Dangerous Bombs of Truth

Land at the rear of Carrow House, Norwich, Norfolk. October 2024

Top down will always lead to squashing

On my way back to collect Tom from training I pass close by a school I know, just off the roundabout. Over the past five years it has become the trust’s flagship, but therein lies the interesting thing: behind the shiny dataset and broad smiles, and through the proud if inevitable boast of consistency ‘in all we do’, it’s actually powered by a constant striving to do the wrong things really well.

Trouble is, top down will always lead to squashing.

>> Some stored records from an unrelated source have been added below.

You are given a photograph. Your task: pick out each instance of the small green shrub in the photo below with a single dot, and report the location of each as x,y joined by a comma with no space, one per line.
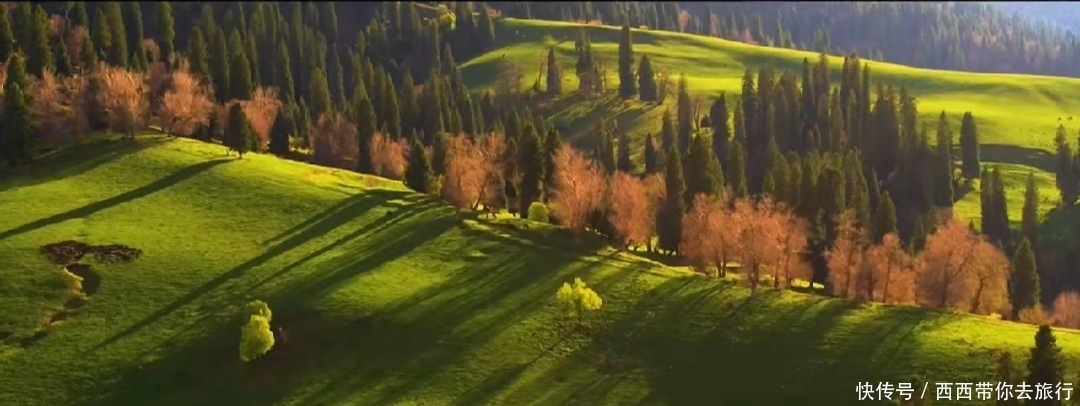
255,338
578,299
73,284
259,308
538,212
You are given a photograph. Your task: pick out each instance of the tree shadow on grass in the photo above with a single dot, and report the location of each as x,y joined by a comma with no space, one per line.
1017,156
208,370
419,204
456,316
320,227
156,186
75,160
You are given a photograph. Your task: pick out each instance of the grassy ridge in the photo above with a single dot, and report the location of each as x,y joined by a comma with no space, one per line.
406,308
1016,114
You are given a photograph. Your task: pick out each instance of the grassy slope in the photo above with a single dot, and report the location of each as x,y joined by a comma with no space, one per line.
404,309
1016,113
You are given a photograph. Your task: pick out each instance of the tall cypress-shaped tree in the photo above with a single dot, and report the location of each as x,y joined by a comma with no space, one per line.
969,147
667,134
320,97
626,88
7,37
1024,281
685,113
198,54
530,165
943,157
365,119
718,117
418,171
219,65
1029,217
284,125
240,79
650,156
702,173
16,124
885,217
1065,171
133,22
551,145
623,160
39,56
737,173
554,75
165,31
1045,365
669,220
239,135
646,81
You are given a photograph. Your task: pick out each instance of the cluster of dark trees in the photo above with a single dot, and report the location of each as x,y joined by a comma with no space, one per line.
976,36
820,148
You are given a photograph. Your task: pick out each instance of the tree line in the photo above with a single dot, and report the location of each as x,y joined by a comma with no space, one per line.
794,178
977,37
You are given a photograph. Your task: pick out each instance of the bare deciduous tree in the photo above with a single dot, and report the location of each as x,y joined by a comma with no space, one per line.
186,106
261,111
578,186
891,267
845,258
463,177
123,96
630,210
656,191
755,238
959,269
334,141
490,149
790,239
388,156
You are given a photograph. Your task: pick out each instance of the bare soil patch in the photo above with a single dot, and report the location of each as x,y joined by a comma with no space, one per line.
68,252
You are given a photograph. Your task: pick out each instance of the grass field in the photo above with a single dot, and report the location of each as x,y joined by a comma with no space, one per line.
1016,114
388,298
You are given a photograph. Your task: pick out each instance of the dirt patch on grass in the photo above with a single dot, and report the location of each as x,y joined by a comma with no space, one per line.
91,281
69,252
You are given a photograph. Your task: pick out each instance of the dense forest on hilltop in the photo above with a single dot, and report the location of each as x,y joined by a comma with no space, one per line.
797,177
1062,14
958,36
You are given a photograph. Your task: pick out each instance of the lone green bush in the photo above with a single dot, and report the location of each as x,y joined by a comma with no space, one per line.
73,284
256,338
538,212
578,299
259,308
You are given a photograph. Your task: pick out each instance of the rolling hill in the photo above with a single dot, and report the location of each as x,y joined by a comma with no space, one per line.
388,298
1016,114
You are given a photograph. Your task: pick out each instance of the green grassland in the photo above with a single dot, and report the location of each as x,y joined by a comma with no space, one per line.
388,298
1016,114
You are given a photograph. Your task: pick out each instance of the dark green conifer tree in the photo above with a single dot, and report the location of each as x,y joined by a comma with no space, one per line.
1029,217
626,88
737,174
647,81
240,78
530,166
165,30
1024,281
1045,366
969,147
670,217
418,171
239,135
702,172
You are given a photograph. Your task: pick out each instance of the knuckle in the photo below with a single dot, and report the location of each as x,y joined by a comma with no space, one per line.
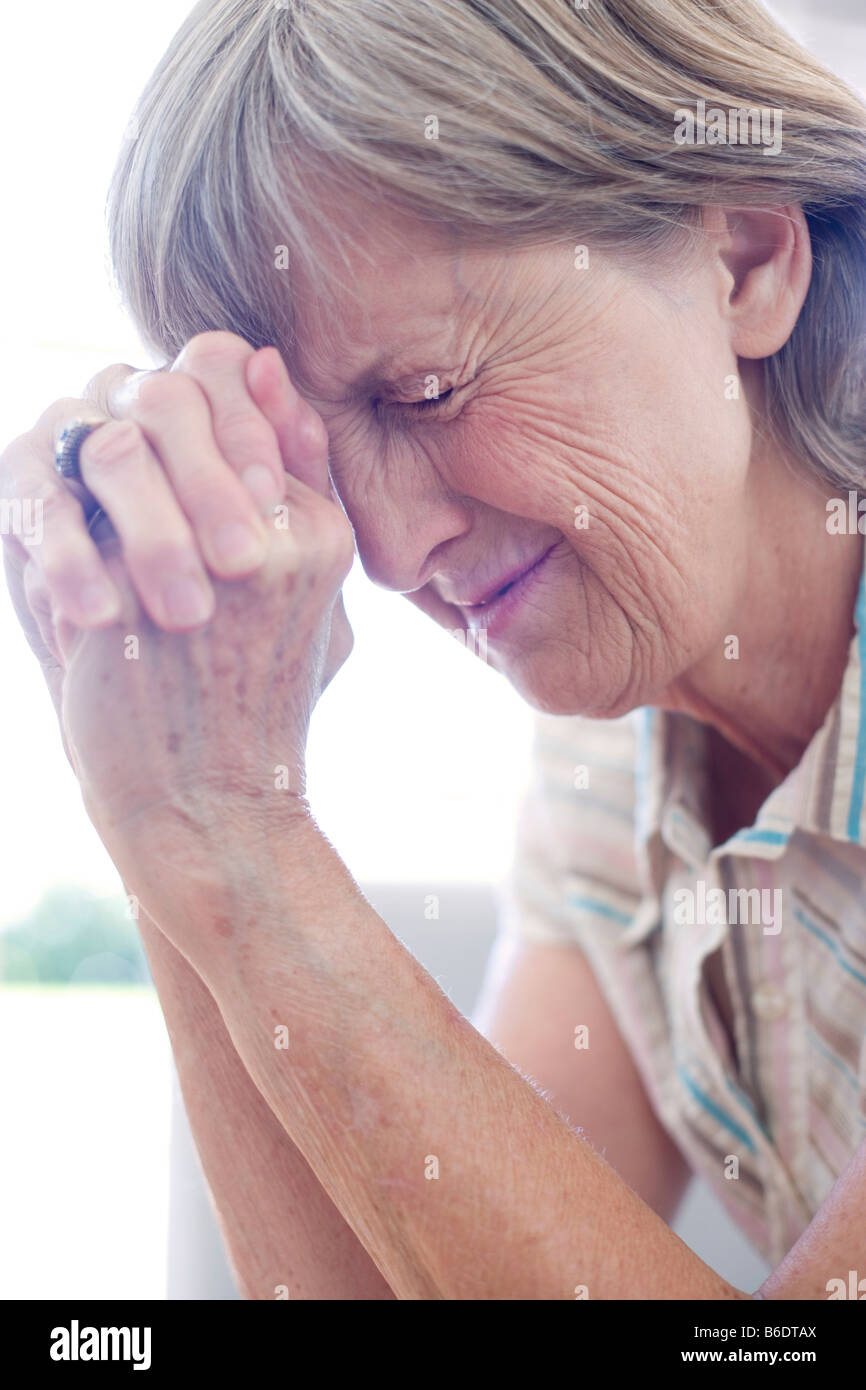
59,505
161,394
213,348
157,558
246,430
114,445
100,387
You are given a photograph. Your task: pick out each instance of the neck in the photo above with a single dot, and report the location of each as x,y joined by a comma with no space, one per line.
794,622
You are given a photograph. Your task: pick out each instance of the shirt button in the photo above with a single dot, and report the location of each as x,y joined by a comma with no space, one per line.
769,1002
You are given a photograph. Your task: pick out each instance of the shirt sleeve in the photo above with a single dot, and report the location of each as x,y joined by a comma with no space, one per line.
574,863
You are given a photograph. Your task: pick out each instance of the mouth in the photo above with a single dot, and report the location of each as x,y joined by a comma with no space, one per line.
492,608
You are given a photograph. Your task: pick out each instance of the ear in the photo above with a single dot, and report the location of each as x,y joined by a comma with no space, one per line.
765,257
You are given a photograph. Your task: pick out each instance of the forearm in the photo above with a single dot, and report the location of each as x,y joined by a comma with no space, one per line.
459,1178
280,1226
831,1247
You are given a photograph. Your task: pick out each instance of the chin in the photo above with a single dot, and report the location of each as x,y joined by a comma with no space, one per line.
552,690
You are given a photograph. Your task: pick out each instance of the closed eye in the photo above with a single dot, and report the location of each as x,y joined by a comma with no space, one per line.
428,403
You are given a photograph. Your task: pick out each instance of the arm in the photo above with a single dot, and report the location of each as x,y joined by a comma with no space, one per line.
535,994
460,1180
278,1225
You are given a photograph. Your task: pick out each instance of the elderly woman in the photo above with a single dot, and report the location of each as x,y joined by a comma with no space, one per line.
556,313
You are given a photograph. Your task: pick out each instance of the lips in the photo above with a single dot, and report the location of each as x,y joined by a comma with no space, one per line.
499,608
502,585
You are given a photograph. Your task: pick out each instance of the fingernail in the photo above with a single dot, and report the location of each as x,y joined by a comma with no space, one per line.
237,544
186,599
99,602
262,484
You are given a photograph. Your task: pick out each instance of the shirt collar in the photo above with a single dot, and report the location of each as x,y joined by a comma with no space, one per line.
824,794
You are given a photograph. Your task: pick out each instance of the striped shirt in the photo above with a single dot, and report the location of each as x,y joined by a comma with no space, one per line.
615,855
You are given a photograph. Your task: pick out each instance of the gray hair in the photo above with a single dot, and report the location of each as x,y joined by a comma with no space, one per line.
555,123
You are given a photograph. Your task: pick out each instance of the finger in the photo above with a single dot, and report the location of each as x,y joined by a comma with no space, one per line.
246,441
60,545
299,428
174,414
159,546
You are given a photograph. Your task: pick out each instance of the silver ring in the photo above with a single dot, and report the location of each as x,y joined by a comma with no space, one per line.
67,453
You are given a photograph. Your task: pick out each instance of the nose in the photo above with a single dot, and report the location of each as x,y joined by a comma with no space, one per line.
403,538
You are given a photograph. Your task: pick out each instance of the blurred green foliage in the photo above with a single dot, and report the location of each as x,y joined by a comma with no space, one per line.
72,937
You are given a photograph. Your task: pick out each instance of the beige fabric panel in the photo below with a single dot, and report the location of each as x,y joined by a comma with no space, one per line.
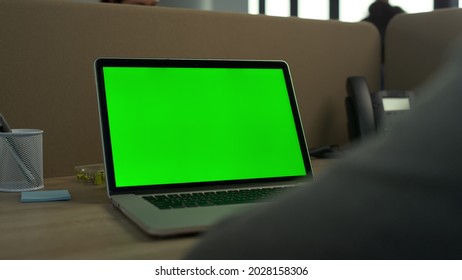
416,44
47,50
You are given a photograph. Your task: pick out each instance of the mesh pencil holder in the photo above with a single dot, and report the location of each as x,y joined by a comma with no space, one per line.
21,160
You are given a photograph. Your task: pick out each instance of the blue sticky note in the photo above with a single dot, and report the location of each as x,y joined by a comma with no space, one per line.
44,196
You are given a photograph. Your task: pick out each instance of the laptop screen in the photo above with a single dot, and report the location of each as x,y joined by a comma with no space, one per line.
167,122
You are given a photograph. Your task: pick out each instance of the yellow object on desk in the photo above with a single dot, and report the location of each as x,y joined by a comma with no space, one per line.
93,173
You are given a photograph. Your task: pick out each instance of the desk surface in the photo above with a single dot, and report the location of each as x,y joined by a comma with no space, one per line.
86,227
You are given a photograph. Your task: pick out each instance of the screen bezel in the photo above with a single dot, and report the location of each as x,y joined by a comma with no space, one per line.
100,63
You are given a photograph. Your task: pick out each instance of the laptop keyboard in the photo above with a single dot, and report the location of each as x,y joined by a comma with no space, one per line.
202,199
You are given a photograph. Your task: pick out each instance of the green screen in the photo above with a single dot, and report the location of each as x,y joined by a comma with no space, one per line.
177,125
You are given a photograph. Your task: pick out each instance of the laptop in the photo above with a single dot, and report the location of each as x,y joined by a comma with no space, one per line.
188,142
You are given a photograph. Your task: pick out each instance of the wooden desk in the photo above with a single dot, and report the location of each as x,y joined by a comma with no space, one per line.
86,227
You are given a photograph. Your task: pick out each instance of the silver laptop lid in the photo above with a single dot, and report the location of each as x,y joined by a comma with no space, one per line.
170,124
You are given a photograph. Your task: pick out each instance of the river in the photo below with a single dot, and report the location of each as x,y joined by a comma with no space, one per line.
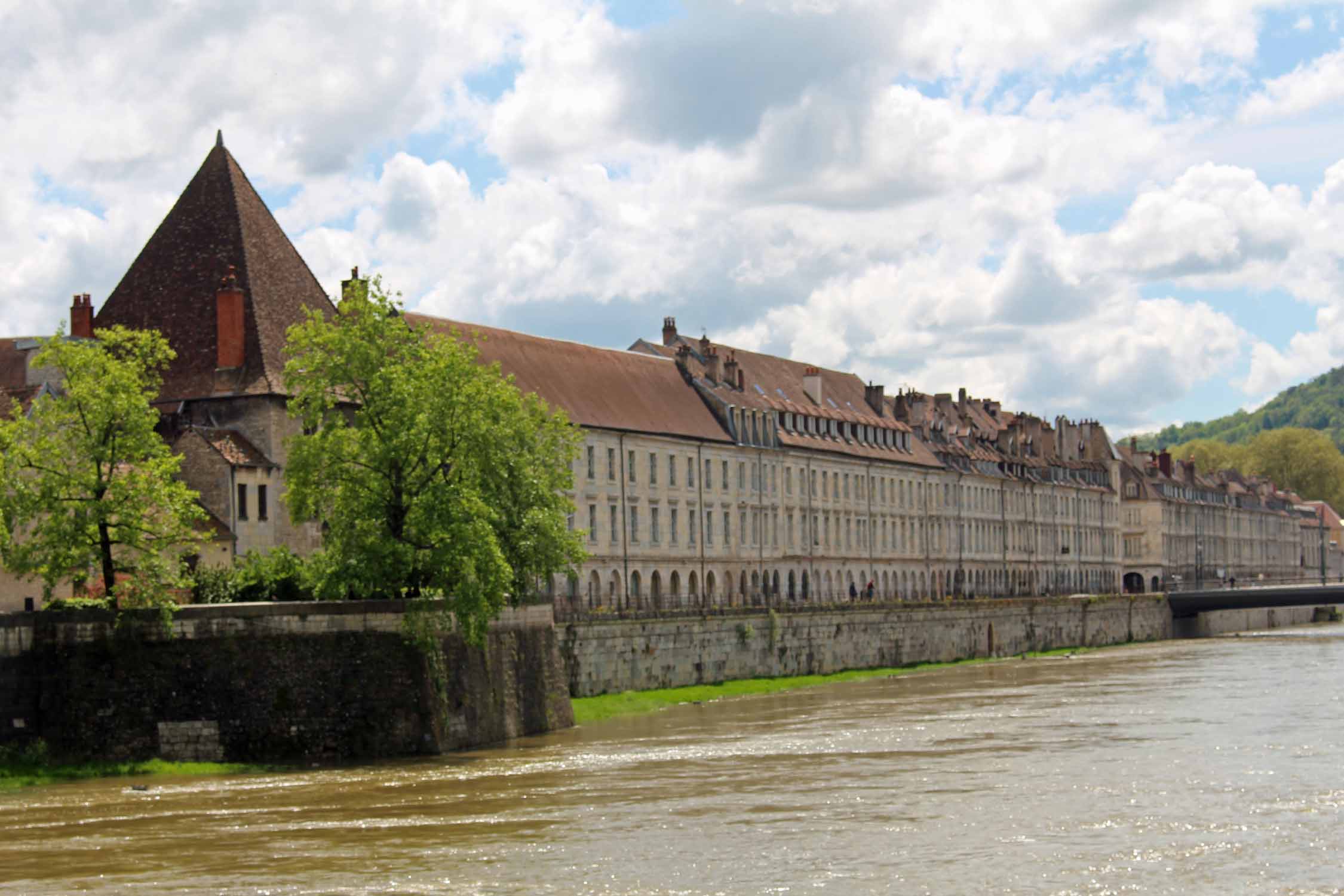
1180,768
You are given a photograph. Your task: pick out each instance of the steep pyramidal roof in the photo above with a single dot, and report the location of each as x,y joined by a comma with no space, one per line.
217,222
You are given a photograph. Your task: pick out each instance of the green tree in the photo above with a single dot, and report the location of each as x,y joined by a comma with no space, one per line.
85,480
434,474
1305,461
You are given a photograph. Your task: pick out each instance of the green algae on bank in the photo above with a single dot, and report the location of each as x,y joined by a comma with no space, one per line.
635,703
17,771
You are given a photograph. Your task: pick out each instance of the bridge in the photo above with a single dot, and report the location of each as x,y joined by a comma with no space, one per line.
1189,603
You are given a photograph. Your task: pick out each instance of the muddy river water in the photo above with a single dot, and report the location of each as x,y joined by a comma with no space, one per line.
1182,768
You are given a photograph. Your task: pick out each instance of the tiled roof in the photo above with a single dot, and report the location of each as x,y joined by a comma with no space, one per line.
234,448
597,387
217,222
778,378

A bit more of everything is lost here

Corridor displays display montages of outdoor learning (oh yes) for ‘those who need it’ (oh dear) with stuffed rooms glimpsed through the sharpie artwork of book-themed doorways proving that indoor learning is preferred and widely available for all those who wouldn’t choose it if given the choice.

The school’s youngest are learning fast to sit properly as they cut out stages of the digestive system from worksheets and reassemble them for marking. Others in corridors and tight corners hunch over catch-up. Sad eyes meet.

The teachers are trained in the techniques of powerful questioning, though this doesn’t seem to include being able to spot them in the open as those questions that do emerge naturally and manage to present themselves through the incessant squall of low stakes testing loiter harmlessly at the periphery until their one demand (for action) is abandoned.

A bit more of everything is lost here.

New target

Sure, it was intended to emancipate; its aims laudable (from a certain point of view), but the methods used to implement it and those chosen to measure its impact have rendered it oppressive. And now those shrill calls to ‘increase the efficacy’ and ‘embed with fidelity’ actually just bring the fear. Quite the very opposite of the happy, healthy and safe from the posters. We are oppressed.

For my money, this is where we should drop our bombs of truth.

This is the new target.


The title of this post comes from Faith, Hope and Carnage (Nick Cave and Sean O'Hagan, 2022).                                                                                       Thanks Nick.  Sine qua non.